Researchers at Bath University are attempting to resurrect low-voltage direct-current power transmission in order to save money and energy.
The university is building a DC local network in part of its library to power specialised desktop computers, which use less energy than traditional machines powered by the alternating current that supplies houses and businesses.
The DC system prevents the power supply from being distorted, a common problem with AC computers that causes greater energy losses. Utility companies often fine organisations with many computers for causing large distortion problems.
Using DC will also allow the university to add batteries to the network, charging them at off-peak times when tariffs are lower and using the cheaper electricity during peak times.
‘The biggest opportunity to do this will be in the commercial sector, on sites where there is a lot of computing equipment,’ project co-leader Dr Miles Redfern from the university’s electronic and electrical engineering department told The Engineer.
‘We don’t see this going into the mass market where people want convenience and the 13A AC socket is too well established.

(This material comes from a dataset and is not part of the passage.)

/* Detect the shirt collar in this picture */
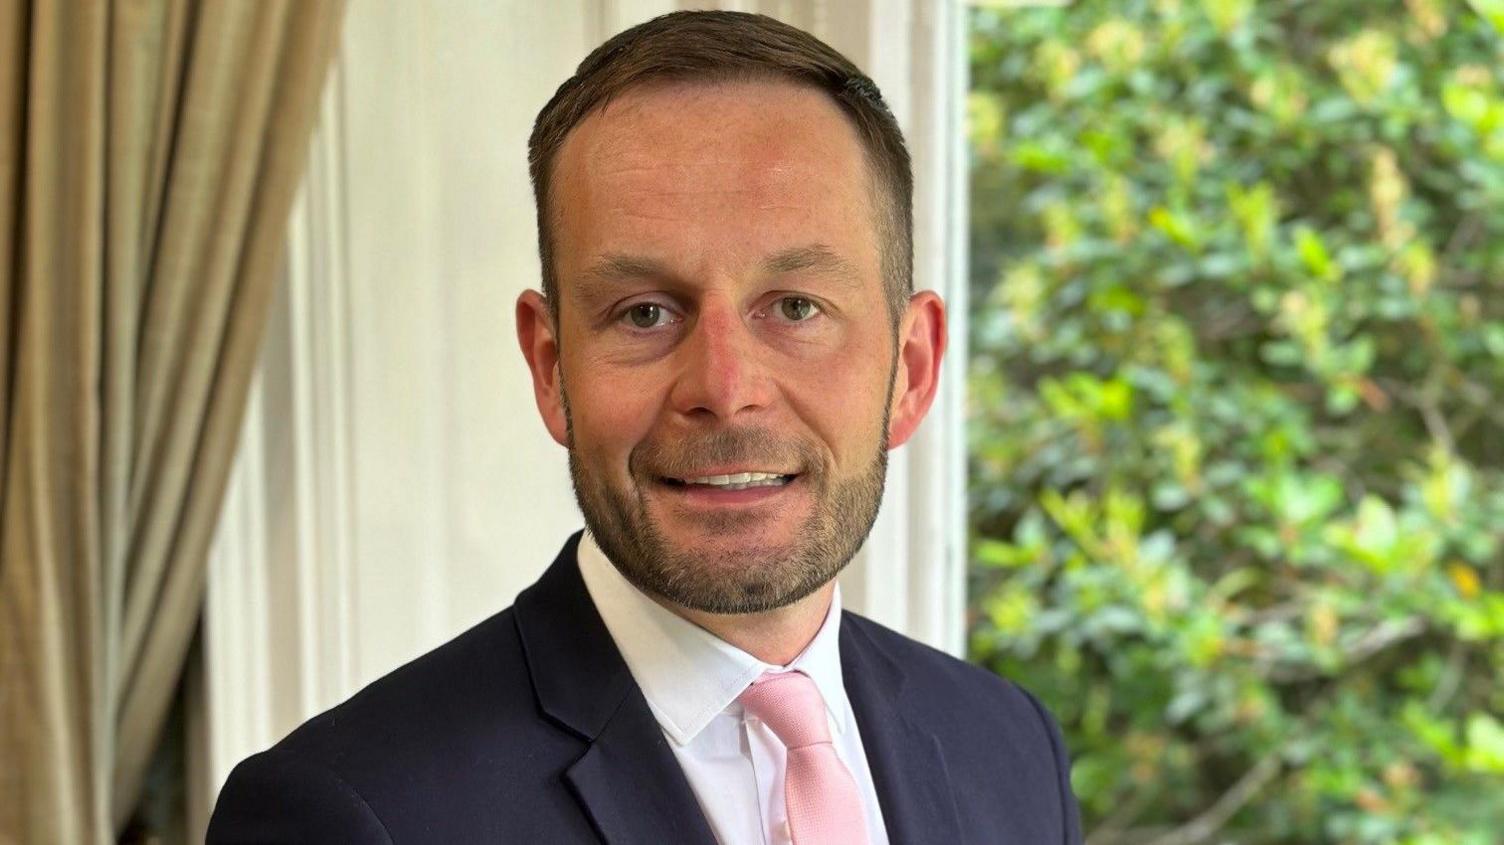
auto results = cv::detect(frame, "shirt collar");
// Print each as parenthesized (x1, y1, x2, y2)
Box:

But doing it in this concentrated way doesn’t demand a radical change of assets.’
While DC networks were the first form of commercial electricity distribution, AC quickly became the near-universal way of transmitting power because it tends to lose less energy as heat and the voltage can be easily stepped up or down with transformers.
DC is used to transmit power at high voltage over large distances and other local DC networks have existed in the past but almost all have now disappeared from the UK, according to Redfern, because of the historical dominance of AC.
The DC computers, supplied by Stafford-based Stone Group, have a better power-management system than typical AC computers, reducing peak power usage from around 350W to 35W and average usage by 50 per cent.
Traditional computers also tend to draw power intermittently, which distorts the AC power supply’s waveform and increases its frequency, causing more energy to be lost as heat.
‘The DC computers are less noisy, are better for the environment and smaller,’ said Redfern.
With the help of electricity firm RWE npower, the university has already begun installing the 50 computers and new wiring system, which will operate alongside the traditional network so that staff can continue using other appliance that run on AC.
Redfern and his colleague Professor Raj Aggarwal have received £80,000 from the university to install and run the network for six months to test its feasibility and potential energy, financial and environmental benefits.
Using DC could also make it easier to integrate solar-power generators and LED lighting, which produce and run on DC, respectively, into the network.
‘If it were rolled out across the university it could immediately save around £25,000 in efficiency,’ said Redfern. ‘It’s not earth-shattering science, it’s just re-engineering.’